Q. How do you feel about younger bands playing in your old style?
A. I think it's great, because they continue doing something so we don't have to. What they play, I think they're going to be sick of it in at least four years. They're going to tell you stories about how they thought it would be cool to play some slower grooves. It's the same thing Metallica and other bands have said. They come up with these excuses like, "Yeah, my friends told me I sound good if I sing lower." If you're out on tour and you play stuff like DragonForce does for two, three, four years ... actually, I'm surprised that they're still doing it, so they must be kind of crazy (laughs). We got sick of it a lot earlier.
On the other hand, the fans expect you to do that stuff because you invented it. You came up with it, and then later on you complain about your own concepts? That's a no-go. You have to do what you came up with and you have to do it good, that's just being professional. We just took the luxury to widen the horizons that we have in order to survive, because you can't possibly do anything like DragonForce does when you're 55 years old. I'm pretty happy that we are in a good situation. We can play this, we can play that and people don't mind.

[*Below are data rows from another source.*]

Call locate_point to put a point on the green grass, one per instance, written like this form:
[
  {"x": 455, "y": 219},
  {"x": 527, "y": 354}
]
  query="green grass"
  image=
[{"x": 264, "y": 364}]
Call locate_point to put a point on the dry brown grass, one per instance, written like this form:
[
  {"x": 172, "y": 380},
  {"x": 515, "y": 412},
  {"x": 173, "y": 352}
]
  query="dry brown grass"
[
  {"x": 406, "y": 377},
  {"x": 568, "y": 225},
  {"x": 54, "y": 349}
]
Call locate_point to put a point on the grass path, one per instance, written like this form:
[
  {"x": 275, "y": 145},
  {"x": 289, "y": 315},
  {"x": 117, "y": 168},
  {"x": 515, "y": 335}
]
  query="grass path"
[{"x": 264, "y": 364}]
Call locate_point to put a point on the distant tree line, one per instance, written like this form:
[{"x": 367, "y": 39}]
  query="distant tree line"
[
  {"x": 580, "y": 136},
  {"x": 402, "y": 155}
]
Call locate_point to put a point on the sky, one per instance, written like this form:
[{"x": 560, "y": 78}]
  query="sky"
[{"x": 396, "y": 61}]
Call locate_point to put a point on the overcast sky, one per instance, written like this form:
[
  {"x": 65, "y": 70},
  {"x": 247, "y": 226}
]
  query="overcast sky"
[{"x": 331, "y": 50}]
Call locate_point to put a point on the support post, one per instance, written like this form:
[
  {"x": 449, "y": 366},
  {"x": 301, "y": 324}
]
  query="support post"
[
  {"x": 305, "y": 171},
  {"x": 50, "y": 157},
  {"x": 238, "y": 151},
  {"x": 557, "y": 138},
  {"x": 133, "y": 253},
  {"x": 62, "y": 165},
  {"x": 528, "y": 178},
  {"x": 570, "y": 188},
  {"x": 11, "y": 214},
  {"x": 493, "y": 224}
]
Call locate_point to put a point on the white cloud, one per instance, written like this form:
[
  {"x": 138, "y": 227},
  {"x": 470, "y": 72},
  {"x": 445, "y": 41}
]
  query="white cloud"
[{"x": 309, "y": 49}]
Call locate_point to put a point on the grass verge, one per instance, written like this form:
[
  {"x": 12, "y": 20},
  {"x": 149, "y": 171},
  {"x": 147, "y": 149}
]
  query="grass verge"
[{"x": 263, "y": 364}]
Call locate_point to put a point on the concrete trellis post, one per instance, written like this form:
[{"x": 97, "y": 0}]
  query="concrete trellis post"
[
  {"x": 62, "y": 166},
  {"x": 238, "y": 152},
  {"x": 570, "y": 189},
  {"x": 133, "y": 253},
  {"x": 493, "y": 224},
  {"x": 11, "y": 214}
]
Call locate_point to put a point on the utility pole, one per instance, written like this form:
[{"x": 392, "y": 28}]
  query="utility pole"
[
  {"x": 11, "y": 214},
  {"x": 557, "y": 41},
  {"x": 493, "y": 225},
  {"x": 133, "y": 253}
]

Q. One reason Helloween's tour with Gamma Ray is so great to the fans is that at one time, there appeared to be lots of animosity between you and Kai.
A. Which was mainly created by media who had fun with us by saying, "Did you hear Kai Hansen said this and that about you?" and "Have you heard Weikath said this and that?" By now, there are no more animosities.
Q. How do you feel when Kai plays a few songs with Helloween at the end of every night?
A. Right then, time stops and something else takes over. On one hand, it's not so special after all, because we had that a million times before, back when we were together in one band. On the other hand, it's happening now, and some kind of magic emerges in that moment for the fans. We sense it on stage, too, but we're kind of cynical guys, we don't pay much attention to that. We're just hanging out. We're having a good time.